Piscina Comunale, parlano i dipendenti: «Situazione migliorata ma siamo in attesa della determina di proroga»

Conferenza nel pomeriggio, Nanni: «Faremo il possibile per ripartire con i corsi ad ottobre»

«Oggi siamo leggermente più sereni di ieri pomeriggio anche se attendiamo ancora la determina di proroga per ripartire con l’attività ed evitare la prolungata interruzione». Sono le parole di Antonio Nanni, uno dei responsabili dell’attuale Piscina Comunale di Andria all’indomani dell’approvazione in consiglio comunale sia dell’atto di indirizzo sull’esternalizzazione del servizio e sia la mozione urgente che invita gli uffici a predisporre gli atti di proroga tecnica subito dopo la pubblicazione del bando per l’affidamento della gestione: «C’è adesso un atto di indirizzo formale anche perchè ieri – ha spiegato Antonio Nanni – abbiamo compreso come le due proroghe sin qui eseguite dall’ente sono state più che altro due rinnovi così come previsto nella concessione firmata nel 2007».
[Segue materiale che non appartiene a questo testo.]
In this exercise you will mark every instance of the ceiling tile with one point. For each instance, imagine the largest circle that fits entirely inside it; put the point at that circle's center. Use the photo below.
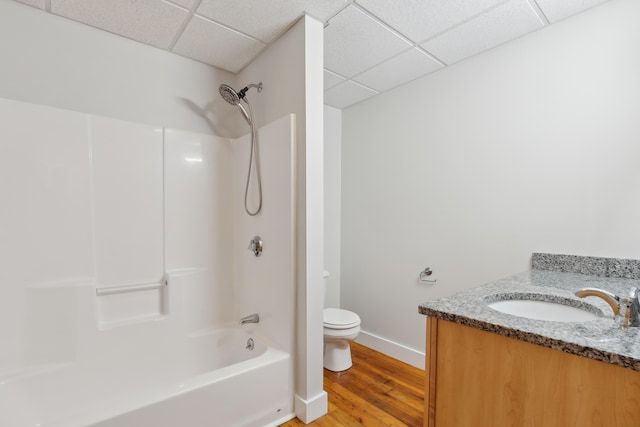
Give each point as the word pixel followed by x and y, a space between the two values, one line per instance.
pixel 555 10
pixel 346 94
pixel 187 4
pixel 35 3
pixel 153 22
pixel 355 42
pixel 331 79
pixel 216 45
pixel 265 20
pixel 494 27
pixel 420 20
pixel 401 69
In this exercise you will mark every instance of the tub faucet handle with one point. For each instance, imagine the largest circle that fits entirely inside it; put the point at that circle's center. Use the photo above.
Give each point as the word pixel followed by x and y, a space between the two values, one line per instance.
pixel 252 318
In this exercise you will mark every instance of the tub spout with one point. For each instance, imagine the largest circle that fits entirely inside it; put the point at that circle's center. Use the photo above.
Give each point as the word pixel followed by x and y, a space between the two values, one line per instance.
pixel 252 318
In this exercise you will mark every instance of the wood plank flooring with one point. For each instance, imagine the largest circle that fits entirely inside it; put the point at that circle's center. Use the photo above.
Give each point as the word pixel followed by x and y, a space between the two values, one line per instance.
pixel 376 391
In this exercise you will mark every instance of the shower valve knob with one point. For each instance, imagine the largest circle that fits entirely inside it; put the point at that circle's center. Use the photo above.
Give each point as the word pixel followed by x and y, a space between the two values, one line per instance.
pixel 255 246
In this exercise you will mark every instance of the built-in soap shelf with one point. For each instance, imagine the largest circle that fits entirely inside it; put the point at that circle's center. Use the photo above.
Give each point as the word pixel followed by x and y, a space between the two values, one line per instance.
pixel 123 305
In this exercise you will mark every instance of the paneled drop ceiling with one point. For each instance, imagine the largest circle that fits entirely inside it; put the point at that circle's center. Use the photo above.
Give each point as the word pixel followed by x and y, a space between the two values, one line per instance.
pixel 371 46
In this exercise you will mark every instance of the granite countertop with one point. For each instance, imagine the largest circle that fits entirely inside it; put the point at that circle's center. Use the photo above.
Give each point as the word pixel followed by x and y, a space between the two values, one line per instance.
pixel 599 339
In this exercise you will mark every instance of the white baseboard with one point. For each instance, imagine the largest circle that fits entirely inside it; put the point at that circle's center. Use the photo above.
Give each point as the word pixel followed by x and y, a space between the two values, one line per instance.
pixel 401 352
pixel 312 409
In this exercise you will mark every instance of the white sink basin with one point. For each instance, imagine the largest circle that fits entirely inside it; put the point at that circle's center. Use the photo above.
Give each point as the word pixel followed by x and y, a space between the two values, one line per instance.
pixel 544 310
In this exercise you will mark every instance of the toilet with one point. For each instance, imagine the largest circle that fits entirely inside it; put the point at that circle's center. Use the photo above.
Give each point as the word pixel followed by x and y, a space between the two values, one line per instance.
pixel 340 328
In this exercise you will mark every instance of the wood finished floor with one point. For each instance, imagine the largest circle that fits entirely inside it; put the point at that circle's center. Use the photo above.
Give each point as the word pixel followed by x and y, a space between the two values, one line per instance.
pixel 376 391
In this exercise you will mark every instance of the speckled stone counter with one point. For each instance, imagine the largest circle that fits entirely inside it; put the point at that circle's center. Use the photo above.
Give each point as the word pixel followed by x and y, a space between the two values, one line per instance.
pixel 599 339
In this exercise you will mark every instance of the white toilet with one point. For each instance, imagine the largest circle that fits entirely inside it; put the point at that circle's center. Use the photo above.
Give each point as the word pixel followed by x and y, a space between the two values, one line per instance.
pixel 340 328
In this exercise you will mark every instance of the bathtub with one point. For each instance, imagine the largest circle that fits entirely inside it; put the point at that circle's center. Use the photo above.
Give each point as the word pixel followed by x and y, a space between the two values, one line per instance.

L’ente gestore attuale e cioè la Planet Andria, è comunque pronta a ripartire immediatamente in caso di proroga tecnica per far ripartire la manutenzione della struttura e l’organizzazione dei corsi in partenza, generalmente, dal mese di ottobre: «Siamo già in grande ritardo – ha spiegato Antonio Nanni – ma noi siamo pronti a muoverci con grande rapidità per far si che i corsi come ogni anno partano ad ottobre. Ci preme immediatamente ripartire anche con la manutenzione ordinaria poichè le strutture sono facilmente deperibili. Attendiamo solo l’ufficialità scritta della proroga».

Tutti i 30 dipendenti attualmente fermi tra amministrativi e tecnici saranno immediatamente riassorbiti e nuovamente al lavoro come ha confermato lo stesso Nanni. Dipendenti che sia ieri durante il consiglio comunale che questo pomeriggio direttamente in Piscina, hanno fatto sentire la propria voce chiedendo celerità nelle scelte da parte dell’ente comunale. Tra Comune di Andria ed ente gestore, tuttavia, resta in piedi anche un contenzioso poichè mancherebbero all’appello i canoni di affitto della struttura. Canoni che l’attuale gestore della struttura, invece, ritiene di aver già abbondantemente pagato visti i molti lavori effettuati per l’avvio e la manutenzione della piscina.